I have been a little quiet on the blog of late and that is because I have been busy trying to get Little L settled into nursery. He officially started on the 3rd of september but we have had to have a few settling in sessions to get us to a point where he would be left on his own.
I wrote recently about how guilty the whole thing has made me feel and it isn’t getting any easier.
However I have to remember the reasons why we have decided to do this in the first place. I thought I would explain in a lot more detail the reasoning behind this decision.
I am a stay at home mum. I write my blog which has progressed in the last 6 months to be much more than just a hobby of mine and so I have become a more work from home parent. Mostly I play mum, using nap times and evenings to work but the time I have is becoming increasingly less and less due to the demands of a toddler.
We also don’t have the support of family to help out with childcare so Little L is either with me or his Papa every minute of everyday. Earlier this year when my parents came to stay from Australia it was evident that he had become very clingy with us, he didn’t want to be away from me at any time and struggled to be held or cuddled by other people including his Grandma and Grandad. It was heart-breaking to witness how upset he got and how upset other people were by it as well.
I knew I needed to think about what was best for my little boy and since April we have been attending many play groups and toddler sessions to try and socialise him a little more. Since then he has really changed and many people have commented on how different he is. I felt really proud of him, and myself for making things much easier for him, but I knew he needed to have some independence away from me and his papa and so nursery seemed to be our only option.
He is going to learn so much there, and most importantly he is going to gain some independence. School isn’t very far away and judging by how quick time has gone since he was a tiny newborn in my arms the time is just going to fly by, and so I wanted to make things as easy as I can for when that time arises.
I want school to be a place that he is excited about going to, I want him to enjoy himself and I definitely do not want him to feel upset or hurt because his mummy isn’t there to hold his hand.
For now he will be attending for two mornings a week.
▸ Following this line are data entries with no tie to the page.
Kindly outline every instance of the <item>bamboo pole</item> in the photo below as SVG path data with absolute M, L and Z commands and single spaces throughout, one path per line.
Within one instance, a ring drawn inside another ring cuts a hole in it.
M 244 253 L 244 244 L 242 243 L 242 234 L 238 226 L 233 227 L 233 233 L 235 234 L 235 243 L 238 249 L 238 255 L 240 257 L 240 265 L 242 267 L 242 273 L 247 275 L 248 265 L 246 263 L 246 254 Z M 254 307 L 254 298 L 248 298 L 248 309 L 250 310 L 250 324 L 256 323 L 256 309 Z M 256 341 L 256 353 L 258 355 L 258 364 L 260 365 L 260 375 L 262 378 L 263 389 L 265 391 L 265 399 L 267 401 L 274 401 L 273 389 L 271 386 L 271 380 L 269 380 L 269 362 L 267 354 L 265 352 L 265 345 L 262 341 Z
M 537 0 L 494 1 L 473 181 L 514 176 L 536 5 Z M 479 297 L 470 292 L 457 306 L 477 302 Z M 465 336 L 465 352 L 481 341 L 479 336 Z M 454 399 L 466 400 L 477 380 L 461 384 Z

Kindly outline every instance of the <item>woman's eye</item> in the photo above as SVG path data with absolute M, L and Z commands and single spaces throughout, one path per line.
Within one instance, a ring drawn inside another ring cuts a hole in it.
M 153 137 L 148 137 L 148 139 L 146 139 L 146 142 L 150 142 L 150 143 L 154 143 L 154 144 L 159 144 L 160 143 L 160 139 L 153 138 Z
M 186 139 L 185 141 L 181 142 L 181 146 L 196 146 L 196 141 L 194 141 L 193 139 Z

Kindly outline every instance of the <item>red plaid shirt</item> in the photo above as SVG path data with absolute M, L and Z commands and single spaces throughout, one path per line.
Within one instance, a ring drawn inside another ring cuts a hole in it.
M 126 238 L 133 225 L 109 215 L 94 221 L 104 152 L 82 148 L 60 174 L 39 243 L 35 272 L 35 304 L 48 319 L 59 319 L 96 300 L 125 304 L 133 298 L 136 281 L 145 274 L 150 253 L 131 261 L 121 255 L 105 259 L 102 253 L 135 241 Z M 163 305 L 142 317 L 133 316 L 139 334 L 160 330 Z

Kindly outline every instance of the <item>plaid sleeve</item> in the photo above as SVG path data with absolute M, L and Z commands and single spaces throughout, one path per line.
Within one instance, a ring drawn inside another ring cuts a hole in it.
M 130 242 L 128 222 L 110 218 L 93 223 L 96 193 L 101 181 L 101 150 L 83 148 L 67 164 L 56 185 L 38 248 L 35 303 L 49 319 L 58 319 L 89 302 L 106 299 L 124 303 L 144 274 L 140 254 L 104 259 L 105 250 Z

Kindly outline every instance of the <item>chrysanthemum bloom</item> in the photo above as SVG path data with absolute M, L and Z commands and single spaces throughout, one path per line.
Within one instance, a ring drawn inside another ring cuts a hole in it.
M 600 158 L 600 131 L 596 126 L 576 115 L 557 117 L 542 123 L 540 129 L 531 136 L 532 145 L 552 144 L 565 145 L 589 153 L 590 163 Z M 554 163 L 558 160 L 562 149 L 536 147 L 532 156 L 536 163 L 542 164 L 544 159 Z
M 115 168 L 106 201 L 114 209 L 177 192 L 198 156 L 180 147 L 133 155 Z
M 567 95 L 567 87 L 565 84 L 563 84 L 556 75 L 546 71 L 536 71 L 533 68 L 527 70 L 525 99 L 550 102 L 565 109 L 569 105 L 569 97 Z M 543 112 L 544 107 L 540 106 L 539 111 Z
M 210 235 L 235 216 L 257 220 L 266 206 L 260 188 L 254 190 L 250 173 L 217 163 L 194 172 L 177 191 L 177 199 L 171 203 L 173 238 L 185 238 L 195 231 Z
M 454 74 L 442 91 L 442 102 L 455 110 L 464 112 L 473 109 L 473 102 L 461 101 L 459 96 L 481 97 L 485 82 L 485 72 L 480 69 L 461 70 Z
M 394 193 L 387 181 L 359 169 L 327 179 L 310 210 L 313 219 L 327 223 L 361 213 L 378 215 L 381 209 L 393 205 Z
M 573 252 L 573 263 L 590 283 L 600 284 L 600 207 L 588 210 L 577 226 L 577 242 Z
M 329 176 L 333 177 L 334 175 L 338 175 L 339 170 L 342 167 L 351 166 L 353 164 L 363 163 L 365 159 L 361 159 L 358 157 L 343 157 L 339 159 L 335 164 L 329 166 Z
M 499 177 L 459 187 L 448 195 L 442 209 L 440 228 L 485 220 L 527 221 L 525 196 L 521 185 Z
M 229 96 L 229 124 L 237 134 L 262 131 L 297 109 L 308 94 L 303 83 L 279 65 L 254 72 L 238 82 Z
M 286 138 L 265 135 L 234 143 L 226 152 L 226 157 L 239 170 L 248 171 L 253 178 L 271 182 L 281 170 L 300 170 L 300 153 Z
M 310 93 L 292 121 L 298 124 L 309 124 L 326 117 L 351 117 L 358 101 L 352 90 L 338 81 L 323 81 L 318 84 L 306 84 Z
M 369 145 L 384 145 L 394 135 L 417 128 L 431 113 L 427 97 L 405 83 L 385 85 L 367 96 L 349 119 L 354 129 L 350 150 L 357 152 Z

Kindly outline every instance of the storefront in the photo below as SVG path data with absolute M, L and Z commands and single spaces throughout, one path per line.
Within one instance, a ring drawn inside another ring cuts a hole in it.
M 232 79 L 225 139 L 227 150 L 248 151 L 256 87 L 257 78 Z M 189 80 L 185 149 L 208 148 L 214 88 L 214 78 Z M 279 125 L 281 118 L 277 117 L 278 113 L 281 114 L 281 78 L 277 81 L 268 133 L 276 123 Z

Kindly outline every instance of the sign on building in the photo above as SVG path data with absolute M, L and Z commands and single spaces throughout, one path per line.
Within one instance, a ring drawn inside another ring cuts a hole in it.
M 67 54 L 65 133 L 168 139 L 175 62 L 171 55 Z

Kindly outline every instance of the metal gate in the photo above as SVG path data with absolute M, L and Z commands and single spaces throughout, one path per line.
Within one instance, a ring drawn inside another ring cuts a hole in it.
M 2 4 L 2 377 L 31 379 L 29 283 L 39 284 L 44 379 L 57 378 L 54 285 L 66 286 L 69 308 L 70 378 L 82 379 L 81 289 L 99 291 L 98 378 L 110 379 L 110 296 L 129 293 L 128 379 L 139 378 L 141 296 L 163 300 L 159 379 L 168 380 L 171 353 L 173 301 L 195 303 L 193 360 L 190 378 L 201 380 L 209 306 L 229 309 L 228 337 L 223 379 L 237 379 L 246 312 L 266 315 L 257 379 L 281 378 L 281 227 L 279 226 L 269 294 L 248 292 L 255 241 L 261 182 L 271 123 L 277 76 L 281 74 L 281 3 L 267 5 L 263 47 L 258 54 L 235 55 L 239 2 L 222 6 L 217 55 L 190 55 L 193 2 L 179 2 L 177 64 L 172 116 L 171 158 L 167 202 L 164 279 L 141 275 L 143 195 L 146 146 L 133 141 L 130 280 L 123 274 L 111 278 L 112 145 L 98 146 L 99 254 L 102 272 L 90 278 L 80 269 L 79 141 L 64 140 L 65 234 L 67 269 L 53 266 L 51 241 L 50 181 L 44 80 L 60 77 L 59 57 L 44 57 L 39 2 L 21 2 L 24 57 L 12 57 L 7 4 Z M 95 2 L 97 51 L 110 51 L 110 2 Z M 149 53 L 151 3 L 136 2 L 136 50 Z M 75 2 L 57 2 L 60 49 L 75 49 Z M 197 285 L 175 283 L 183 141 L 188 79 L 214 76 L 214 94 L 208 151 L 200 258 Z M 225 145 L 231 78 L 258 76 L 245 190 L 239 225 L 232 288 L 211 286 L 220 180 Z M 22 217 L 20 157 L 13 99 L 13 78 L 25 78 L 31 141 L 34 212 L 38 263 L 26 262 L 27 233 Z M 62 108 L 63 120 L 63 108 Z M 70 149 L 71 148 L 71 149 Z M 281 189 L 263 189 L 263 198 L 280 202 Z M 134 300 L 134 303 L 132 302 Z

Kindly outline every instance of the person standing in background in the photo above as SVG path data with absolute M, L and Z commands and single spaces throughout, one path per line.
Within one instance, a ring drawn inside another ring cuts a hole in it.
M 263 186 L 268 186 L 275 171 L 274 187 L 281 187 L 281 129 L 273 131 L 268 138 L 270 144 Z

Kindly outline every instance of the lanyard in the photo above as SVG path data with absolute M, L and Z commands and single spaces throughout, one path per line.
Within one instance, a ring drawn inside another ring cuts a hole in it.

I have to say that I am feeling very bitter-sweet about the whole thing. My right arm feels like it has been removed, I feel very lonely in the empty house because it just feels eerily quiet, but then on the other hand I never have any time to myself and those few mornings a week are going to allow me to claw a little bit of me back. And I’m so excited for that.
I am a mum, but I am also my own individual person as well. It’s time to put my dreams into action, and gain some clarity.
Nursery is going to be amazing for Little L (I hope) but it’s equally going to be good for this mum to get back to some normality.